InterPartAbility: Text-Guided Part Matching for Interpretable Person Re-Identification
Open-vocabulary phrase-region grounding that actually explains why a person was matched...
Person re-identification (ReID) from natural language descriptions is a critical task for surveillance and security, but most deep learning models remain black boxes. While large vision-language models (VLMs) like CLIP have dramatically improved retrieval accuracy, their decisions are often uninterpretable — you can't tell which part of a description matched which part of an image. Existing interpretability methods rely on slot-attention to highlight attended regions, but fail to reliably bind visual regions to semantically meaningful concepts, limiting explanations to qualitative visualizations over a restricted vocabulary.
Enter InterPartAbility, a new approach from researchers at ÉTS Montreal that performs explicit part-wise matching between text phrases and image regions. The key innovation is a Patch-Phrase Interaction Module (PPIM) — a lightweight, open-vocabulary module that provides concept-level supervision to a standard TI-ReID model. PPIM constrains the CLIP ViT self-attention to produce spatially concentrated patch activations aligned with each part-level phrase (e.g., 'blue jacket', 'red shoes'), yielding grounded explanation maps that show exactly which part of the text matched which part of the person in the image.

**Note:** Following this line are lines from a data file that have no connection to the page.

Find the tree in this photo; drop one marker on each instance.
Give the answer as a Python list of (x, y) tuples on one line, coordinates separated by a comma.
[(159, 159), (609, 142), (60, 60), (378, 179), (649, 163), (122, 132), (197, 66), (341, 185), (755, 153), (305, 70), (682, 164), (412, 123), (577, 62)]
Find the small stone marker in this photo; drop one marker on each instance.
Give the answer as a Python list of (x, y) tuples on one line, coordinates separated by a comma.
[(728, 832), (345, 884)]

The method also introduces a quantitative interpretability protocol for TI-ReID, adapting perturbation-based metrics like counterfactual region masking — measuring retrieval degradation when the top-ranked explanatory regions are removed.
On challenging benchmarks CUHK-PEDES and ICFG-PEDES, InterPartAbility achieves state-of-the-art interpretability performance under these metrics while sustaining competitive retrieval accuracy. The code is included in the supplementary materials and will be released publicly. This work moves person ReID beyond simple accuracy benchmarks toward models that can explain their reasoning — a crucial step for deployment in sensitive applications like law enforcement and border security where accountability is paramount.

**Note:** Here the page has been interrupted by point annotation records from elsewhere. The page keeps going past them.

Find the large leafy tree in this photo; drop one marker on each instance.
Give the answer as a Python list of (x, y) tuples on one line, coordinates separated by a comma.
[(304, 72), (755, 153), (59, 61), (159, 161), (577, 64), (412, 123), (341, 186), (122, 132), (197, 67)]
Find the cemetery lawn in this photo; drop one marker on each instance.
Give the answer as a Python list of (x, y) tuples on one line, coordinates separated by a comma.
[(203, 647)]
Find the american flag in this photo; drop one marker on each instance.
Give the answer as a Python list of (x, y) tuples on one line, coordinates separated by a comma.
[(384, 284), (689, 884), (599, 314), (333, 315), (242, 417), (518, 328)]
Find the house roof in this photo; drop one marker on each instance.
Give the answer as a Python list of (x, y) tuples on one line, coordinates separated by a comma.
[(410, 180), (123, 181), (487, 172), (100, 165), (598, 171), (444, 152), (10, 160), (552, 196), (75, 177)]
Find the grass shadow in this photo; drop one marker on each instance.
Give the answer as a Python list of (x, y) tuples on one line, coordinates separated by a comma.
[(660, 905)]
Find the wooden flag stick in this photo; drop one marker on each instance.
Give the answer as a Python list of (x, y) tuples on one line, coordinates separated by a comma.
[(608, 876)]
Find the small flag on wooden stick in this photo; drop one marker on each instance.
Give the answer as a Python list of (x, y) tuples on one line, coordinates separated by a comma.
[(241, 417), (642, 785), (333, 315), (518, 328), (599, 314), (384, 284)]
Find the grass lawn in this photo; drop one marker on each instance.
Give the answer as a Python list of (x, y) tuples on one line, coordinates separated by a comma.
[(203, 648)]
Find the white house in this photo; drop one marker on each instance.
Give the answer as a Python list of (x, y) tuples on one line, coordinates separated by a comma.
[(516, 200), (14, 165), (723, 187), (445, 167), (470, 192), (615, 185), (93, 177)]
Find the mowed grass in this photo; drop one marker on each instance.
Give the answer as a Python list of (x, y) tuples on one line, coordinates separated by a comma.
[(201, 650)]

- New Patch-Phrase Interaction Module (PPIM) enables open-vocabulary, part-level grounding between text descriptions and image regions.
- Introduces a quantitative interpretability protocol using counterfactual region masking to measure retrieval degradation when key regions are removed.
- Achieves state-of-the-art interpretability on CUHK-PEDES and ICFG-PEDES benchmarks while preserving competitive retrieval accuracy.
Why It Matters
Makes AI-powered person search explainable — critical for accountability in surveillance, security, and forensic applications.